Work Done and Future Work

We started with simplified POMDP models for UCAS in order to get a better understanding of the problem. Our initial POMDPs had simpler sensors and observation models, and two dimensional state spaces (where each state contained information about only the relative vertical and horizontal ranges to the intruder plane). The transition models incorporated simple kinematics, and our controllers issued vertical velocity commands to control the UAV. We mostly used random walk to model the intruder behavior. Since our initial models were not detailed enough to be tested on Lincoln Laboratory’s simulation system, we developed some graphical simulation tools of our own to analyze and debug our designs.

Over the time, we carefully selected new features and added them one by one to our models, while trying to keep the size of the observation and state spaces reasonable at the same time. Currently we have realistic models for all three sensor types. Our state space is five dimensional (in addition to ranges, each state has an estimate of the intruder plane’s vertical and horizontal velocities, and information about UAV’s vertical velocity), and the transition models are capable of representing realistic kinematics and dynamics. We modified our models to issue acceleration commands rather than velocity commands (since this is a more natural way of controlling an airplane). In order to model the behavior of the intruder plane, we now have a parameterized random walk model (which can be configured to dynamically apply biases in certain motion directions). We implemented a software interface between our controller and Lincoln Laboratory’s simulation system, and we are able to test our controllers on that system using real encounter scenarios.

We are currently working on a few different aspects of the problem. The sizes of the POMDP models usually increase each time a new feature is added (which, in turn, increases the time taken by the controller to issue a command). Therefore, we are experimenting with the idea of preprocessing POMDP models to speed up computations (our main interest here is time efficiency rather than memory efficiency). Also, as new features are added, we can express other important criteria in our POMDP models. One such criterion is minimizing deviation from flight plan while avoiding collisions during encounters. We are working on different reward models that achieve this effect.
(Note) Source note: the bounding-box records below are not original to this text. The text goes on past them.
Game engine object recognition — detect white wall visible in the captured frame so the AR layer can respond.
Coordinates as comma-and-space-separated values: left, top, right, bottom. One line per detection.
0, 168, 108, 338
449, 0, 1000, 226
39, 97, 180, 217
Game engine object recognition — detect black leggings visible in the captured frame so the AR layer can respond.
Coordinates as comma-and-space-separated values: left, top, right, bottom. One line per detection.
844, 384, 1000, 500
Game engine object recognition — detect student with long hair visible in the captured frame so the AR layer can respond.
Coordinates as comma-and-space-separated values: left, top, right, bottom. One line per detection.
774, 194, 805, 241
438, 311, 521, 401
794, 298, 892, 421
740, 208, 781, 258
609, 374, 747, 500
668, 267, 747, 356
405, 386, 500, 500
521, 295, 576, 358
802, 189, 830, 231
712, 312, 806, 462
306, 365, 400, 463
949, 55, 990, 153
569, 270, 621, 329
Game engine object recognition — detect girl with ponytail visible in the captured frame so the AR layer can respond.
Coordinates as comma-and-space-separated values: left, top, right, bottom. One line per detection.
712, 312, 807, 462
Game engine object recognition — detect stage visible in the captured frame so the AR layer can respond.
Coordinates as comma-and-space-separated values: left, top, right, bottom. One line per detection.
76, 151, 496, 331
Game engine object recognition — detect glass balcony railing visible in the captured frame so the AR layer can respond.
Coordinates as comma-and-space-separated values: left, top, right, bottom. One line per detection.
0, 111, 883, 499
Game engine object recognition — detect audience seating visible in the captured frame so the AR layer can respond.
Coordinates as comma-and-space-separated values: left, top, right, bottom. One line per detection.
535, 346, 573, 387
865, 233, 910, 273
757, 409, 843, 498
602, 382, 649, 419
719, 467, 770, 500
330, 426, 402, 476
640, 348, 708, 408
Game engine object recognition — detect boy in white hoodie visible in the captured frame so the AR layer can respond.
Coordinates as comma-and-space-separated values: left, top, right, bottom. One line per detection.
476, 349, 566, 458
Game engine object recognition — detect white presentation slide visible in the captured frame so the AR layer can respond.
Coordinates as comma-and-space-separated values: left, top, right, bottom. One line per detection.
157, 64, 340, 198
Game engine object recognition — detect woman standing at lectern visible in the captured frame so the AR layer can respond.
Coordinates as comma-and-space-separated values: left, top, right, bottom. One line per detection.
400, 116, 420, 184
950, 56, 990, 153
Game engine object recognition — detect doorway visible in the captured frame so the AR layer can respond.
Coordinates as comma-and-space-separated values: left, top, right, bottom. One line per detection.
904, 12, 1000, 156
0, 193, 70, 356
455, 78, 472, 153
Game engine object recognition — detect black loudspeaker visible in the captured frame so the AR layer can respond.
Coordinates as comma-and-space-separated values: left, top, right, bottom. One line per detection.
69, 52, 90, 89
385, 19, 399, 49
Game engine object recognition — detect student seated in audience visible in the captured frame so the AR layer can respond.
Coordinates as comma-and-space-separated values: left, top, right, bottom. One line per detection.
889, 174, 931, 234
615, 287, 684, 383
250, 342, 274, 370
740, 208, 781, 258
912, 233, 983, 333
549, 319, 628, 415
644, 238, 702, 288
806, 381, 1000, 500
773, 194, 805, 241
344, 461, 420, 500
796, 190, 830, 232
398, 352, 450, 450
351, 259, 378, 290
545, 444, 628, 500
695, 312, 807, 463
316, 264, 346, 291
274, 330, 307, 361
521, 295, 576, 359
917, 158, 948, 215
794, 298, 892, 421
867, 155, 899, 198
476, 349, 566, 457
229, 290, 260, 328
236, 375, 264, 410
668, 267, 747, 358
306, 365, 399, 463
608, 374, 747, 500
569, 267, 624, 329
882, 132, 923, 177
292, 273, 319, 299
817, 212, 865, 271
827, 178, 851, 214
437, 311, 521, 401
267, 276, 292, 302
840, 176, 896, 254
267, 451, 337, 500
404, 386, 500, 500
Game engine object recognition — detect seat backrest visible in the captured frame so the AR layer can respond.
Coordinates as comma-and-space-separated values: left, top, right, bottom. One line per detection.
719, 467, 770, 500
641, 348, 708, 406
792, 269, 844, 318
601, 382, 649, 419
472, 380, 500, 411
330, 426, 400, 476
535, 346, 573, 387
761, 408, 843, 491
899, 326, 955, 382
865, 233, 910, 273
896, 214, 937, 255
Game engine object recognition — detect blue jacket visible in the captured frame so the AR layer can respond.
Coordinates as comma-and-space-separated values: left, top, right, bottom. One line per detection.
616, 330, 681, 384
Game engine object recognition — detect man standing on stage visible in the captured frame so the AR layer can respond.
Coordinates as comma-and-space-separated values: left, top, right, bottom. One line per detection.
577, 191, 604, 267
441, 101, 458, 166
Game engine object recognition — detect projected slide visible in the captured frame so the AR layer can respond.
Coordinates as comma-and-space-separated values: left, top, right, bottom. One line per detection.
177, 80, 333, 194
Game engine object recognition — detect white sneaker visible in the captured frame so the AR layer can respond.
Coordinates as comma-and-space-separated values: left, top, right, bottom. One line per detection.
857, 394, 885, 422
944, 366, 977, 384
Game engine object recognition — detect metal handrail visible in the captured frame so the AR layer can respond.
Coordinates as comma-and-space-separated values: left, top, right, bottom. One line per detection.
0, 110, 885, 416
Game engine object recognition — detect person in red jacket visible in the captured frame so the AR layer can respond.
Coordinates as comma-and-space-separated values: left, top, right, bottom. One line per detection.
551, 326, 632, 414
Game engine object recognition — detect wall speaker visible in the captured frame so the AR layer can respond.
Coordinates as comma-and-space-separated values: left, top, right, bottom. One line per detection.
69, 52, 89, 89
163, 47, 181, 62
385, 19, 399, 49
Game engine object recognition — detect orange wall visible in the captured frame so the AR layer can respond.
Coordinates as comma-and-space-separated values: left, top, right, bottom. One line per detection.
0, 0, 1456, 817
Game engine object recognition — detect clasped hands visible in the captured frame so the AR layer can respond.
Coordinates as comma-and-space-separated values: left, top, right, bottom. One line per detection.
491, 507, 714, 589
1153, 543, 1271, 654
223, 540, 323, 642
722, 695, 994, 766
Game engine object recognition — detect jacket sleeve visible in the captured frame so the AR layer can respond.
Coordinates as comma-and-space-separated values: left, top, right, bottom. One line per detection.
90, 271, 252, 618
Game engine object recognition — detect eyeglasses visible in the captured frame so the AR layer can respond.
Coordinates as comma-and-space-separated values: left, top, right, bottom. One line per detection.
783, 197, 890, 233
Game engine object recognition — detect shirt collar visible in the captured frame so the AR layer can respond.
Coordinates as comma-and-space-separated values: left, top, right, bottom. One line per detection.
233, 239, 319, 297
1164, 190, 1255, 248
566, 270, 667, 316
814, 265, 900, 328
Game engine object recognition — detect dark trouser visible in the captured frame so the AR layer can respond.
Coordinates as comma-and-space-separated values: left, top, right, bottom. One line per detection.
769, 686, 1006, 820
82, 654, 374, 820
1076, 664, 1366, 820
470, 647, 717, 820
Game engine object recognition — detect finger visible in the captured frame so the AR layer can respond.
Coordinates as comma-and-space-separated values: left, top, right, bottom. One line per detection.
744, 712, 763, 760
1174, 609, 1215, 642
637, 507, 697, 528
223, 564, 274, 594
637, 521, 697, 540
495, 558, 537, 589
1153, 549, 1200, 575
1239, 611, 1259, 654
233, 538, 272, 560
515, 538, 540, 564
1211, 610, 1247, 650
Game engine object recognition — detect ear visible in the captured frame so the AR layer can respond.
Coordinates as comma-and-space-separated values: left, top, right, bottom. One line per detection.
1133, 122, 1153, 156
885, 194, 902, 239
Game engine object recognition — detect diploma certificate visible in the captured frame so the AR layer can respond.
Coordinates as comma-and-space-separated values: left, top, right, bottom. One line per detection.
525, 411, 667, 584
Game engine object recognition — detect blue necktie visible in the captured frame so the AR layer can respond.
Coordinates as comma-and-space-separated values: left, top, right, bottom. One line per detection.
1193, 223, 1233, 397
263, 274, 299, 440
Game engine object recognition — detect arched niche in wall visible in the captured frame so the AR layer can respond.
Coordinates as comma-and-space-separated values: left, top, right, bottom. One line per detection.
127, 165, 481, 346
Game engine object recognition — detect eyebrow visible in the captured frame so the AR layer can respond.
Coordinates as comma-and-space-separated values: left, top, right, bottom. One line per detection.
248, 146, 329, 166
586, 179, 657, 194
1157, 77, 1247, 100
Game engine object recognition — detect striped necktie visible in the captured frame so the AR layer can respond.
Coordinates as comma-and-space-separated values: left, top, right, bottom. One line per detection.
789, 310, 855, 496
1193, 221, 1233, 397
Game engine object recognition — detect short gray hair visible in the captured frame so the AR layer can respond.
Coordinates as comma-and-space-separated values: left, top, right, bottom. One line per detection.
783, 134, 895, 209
In all our models, we process sensor readings and convert them into some sort of vertical and horizontal range data (the estimate of where the intruder plane might be), and our controllers only issue vertical velocity or acceleration commands that affect just the altitude of the UAV. One of our important long-term research goals is to move from this two-dimensional representation to a three-dimensional representation and take full advantage of this new representation to better avoid collisions. In order to avoid the sudden increase in the size of the state space, we are thinking about using clever representations such as polar coordinates.

We also foresee that we will have to deal with additional important criteria (such as avoiding more than one intruder plane) and eventually the size of our POMDPs will increase beyond reasonable limits. Therefore, another goal for us is to pursue other models and techniques for our controllers (such as space-time formulations instead of a transition model, and randomized kinodynamic planning techniques instead of hard-to-compute policies). We have briefly experimented with simple space-time formulations using two-dimensional representations, and we will continue our research to develop a generic space-time formulation using a three-dimensional representation.


The Lincoln Laboratory portion of this work was supported under Air Force contract number FA8721-05-C-0002. The MIT CSAIL portion of this work was supported by the Office of the Director of Defense Research and Engineering. Interpretations, opinions, and conclusions are those of the authors and do not reflect the official position of the United States government.